China Battery Storage Use Surges After Policy Shift, Ember Says
(Bloomberg) -- China is getting more use out of its growing fleet of battery storage stations after policy changes made the industry more market-driven, according to a new report from energy and climate think tank Ember.
Standalone battery storage systems averaged 299 cycles of charging and discharging a year in 2025, more than double the level in 2022, Ember analyst Biqing Yang said in the report on Thursday. Co-located systems, in which batteries are installed alongside wind and solar farms, also more than doubled their utilization to 199 cycles.
The gains reflect a broader shift in China’s battery storage industry. After years of requiring many renewable projects to install batteries, Beijing is increasingly relying on market-based mechanisms that let storage operators earn revenue by providing services to the power grid. While the earlier mandate helped the industry expand, it left many batteries underused because they were installed mainly to satisfy regulations.
“As the power system integrates more renewables, the true value of batteries to China’s energy transition is becoming undeniable,” Yang said.

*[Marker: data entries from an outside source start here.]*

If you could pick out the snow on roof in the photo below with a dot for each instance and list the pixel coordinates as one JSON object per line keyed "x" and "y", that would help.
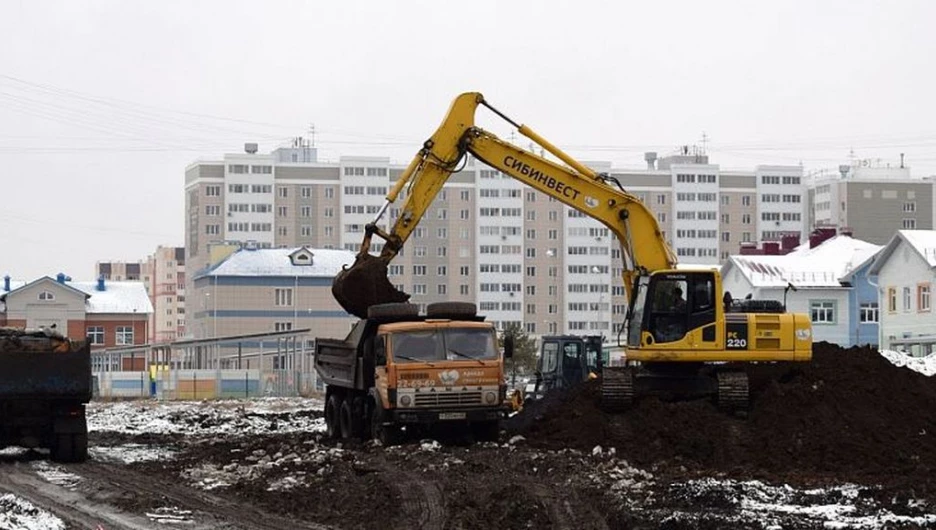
{"x": 117, "y": 297}
{"x": 823, "y": 266}
{"x": 924, "y": 241}
{"x": 276, "y": 262}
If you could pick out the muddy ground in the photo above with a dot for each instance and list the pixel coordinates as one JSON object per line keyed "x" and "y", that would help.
{"x": 843, "y": 442}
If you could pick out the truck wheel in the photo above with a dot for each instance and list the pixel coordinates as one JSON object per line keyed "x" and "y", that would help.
{"x": 451, "y": 309}
{"x": 392, "y": 310}
{"x": 486, "y": 431}
{"x": 387, "y": 434}
{"x": 332, "y": 407}
{"x": 346, "y": 419}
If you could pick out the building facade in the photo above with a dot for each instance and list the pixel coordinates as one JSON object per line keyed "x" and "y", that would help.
{"x": 523, "y": 257}
{"x": 905, "y": 272}
{"x": 163, "y": 276}
{"x": 250, "y": 290}
{"x": 871, "y": 199}
{"x": 827, "y": 280}
{"x": 108, "y": 313}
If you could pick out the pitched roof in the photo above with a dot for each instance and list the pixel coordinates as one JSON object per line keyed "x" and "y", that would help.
{"x": 117, "y": 297}
{"x": 277, "y": 262}
{"x": 826, "y": 265}
{"x": 922, "y": 241}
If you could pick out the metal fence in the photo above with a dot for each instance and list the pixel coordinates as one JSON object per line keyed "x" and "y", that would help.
{"x": 276, "y": 364}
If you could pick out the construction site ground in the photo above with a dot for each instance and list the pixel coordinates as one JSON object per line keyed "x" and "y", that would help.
{"x": 846, "y": 441}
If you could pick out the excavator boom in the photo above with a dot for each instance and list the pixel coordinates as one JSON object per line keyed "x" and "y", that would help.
{"x": 366, "y": 283}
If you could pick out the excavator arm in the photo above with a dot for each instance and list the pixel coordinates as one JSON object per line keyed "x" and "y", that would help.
{"x": 599, "y": 196}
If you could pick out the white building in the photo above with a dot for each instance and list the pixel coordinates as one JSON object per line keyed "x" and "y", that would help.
{"x": 818, "y": 276}
{"x": 905, "y": 277}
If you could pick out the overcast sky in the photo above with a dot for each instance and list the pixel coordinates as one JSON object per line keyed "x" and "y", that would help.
{"x": 103, "y": 104}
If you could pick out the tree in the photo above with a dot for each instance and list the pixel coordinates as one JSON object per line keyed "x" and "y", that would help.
{"x": 524, "y": 359}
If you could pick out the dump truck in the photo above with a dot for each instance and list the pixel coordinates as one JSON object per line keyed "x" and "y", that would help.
{"x": 45, "y": 383}
{"x": 399, "y": 371}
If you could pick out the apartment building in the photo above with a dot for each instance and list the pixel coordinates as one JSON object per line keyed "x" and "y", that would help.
{"x": 872, "y": 199}
{"x": 524, "y": 257}
{"x": 163, "y": 275}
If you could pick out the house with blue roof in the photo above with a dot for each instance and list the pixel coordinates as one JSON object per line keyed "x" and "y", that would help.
{"x": 260, "y": 290}
{"x": 828, "y": 281}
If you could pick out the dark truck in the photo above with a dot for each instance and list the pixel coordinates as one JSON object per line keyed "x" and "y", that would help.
{"x": 45, "y": 382}
{"x": 398, "y": 368}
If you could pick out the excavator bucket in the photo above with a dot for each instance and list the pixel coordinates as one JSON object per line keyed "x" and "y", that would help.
{"x": 364, "y": 284}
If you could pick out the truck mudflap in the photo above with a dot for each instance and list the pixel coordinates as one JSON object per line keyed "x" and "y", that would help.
{"x": 43, "y": 375}
{"x": 441, "y": 416}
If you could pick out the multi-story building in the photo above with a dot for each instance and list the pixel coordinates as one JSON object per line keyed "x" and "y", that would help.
{"x": 521, "y": 255}
{"x": 163, "y": 276}
{"x": 872, "y": 199}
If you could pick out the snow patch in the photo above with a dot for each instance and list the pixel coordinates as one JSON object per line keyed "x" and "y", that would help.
{"x": 132, "y": 453}
{"x": 20, "y": 514}
{"x": 56, "y": 475}
{"x": 170, "y": 515}
{"x": 924, "y": 365}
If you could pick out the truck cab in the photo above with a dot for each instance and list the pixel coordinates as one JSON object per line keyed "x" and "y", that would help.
{"x": 398, "y": 369}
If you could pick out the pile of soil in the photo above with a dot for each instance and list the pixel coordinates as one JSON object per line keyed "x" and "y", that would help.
{"x": 848, "y": 414}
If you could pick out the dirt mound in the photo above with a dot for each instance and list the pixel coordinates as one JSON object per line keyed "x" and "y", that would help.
{"x": 848, "y": 413}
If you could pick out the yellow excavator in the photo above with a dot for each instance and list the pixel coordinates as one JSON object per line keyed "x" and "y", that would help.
{"x": 683, "y": 336}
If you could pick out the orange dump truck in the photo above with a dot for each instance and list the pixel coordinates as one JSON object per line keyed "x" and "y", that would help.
{"x": 45, "y": 382}
{"x": 398, "y": 370}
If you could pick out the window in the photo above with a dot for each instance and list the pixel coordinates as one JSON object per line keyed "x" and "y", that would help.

China added a record amount of new battery storage facilities in 2025, ending the year with more than half of global capacity. Growth has continued this year, with installed lithium-ion battery storage reaching almost 150 gigawatts by the end of the first quarter, according to Ember. The country is targeting 300 gigawatts of battery storage capacity by 2030, up from 136 at the end of 2025, in addition to expanding its fleet of longer-duration pumped hydro storage to around 160 gigawatts from 66.
The government ended co-location requirements last year and most new battery storage projects are now standalone systems that can earn revenue through a variety of ways, such as by purchasing electricity when prices are low and selling it when they rise.
Still, China can do more to improve utilization as its systems still fall short of the internationally recognized benchmark of about 350 cycles a year, Yang said. If they had reached that level last year, they could have captured and stored an additional 23 billion kilowatt-hours of renewable electricity, enough to power Singapore for about five months.